Subway Jackin – The Weird Part of the Internet – by Liam Sweeny.
Did you ever just want to do a joyride? Me and my friend were about fourteen, and we “borrowed” the car of his passed out mother during a sleepover and we hit Latham and Colonie. It’s a wonder we didn’t get caught at 3 in the morning, but the cool thing about being a kid is that unless you really screw up, kill somebody or a substantial B&E, they’ll just get your parents. So we didn’t get caught, and my parents thus unalerted.
Imagine joyriding a subway car in New York? A pair of teenagers, a teenage girl and a teenage boy, hopped an empty subway car at the Briarwood subway station and joyrode it far enough to crash it into a parked train, where they took off.

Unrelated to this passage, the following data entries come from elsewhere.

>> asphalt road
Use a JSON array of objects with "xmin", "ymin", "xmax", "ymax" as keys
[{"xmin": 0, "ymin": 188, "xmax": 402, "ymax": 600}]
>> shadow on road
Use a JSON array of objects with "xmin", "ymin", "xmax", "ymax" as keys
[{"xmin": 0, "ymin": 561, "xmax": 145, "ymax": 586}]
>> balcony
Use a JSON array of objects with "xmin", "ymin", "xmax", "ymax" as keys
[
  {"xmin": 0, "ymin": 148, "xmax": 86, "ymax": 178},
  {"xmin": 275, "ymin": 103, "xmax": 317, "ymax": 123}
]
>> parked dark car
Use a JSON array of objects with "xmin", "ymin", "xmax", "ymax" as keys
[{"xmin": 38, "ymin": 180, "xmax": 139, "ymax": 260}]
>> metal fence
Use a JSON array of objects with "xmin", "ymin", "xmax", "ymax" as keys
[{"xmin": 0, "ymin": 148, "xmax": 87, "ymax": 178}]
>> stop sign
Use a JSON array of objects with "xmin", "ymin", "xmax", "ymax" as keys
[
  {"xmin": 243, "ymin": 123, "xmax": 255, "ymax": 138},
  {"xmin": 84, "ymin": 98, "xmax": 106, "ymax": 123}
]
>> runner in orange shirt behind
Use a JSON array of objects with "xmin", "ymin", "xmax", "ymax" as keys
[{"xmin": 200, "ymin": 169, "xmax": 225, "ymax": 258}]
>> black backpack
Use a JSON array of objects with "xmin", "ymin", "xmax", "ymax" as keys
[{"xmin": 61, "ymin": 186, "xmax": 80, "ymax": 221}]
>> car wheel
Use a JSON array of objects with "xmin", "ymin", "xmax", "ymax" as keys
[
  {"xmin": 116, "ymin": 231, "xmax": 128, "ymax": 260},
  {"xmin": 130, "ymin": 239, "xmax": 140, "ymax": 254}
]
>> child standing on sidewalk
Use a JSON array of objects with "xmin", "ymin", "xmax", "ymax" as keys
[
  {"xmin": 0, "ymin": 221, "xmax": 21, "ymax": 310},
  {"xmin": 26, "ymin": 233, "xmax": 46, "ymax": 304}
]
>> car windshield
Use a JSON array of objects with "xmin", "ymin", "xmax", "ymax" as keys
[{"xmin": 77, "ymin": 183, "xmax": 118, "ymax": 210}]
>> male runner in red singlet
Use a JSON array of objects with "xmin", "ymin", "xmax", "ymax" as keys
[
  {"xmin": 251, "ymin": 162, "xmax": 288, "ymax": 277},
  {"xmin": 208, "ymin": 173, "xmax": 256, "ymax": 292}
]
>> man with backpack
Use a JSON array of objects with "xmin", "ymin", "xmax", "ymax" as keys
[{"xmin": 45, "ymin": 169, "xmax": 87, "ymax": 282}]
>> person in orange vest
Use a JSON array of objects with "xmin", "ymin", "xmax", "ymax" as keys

The 17 year-old girl was found and charged with criminal mischief and reckless endangerment. Can you charge for grand-theft auto on something like this? Guess not.
So my question is; how easy are these cars to start? Are one of those kids’ parents subway engineers? Was it a case of a teen rebelling from the family business? Or did they happen to find a dusty manual in their school library?
And how far did they actually get? Did they say anything like “Vive New York!” when caught? I feel like there is a much bigger story here.
Kids these days, not just happy to tag the subways, now they gotta steal them. Hey, maybe they were bringing it to ta place to get tagged? Or maybe they had already tagged it, and were driving it to get the spray paint to dry quicker?
Yeah, definitely the tip of the iceberg here. I may have to go down to New York to catch an interview or two. Maybe take an Amtrack down there. Tell the conductor I need the full experience. He takes a powder, I take over.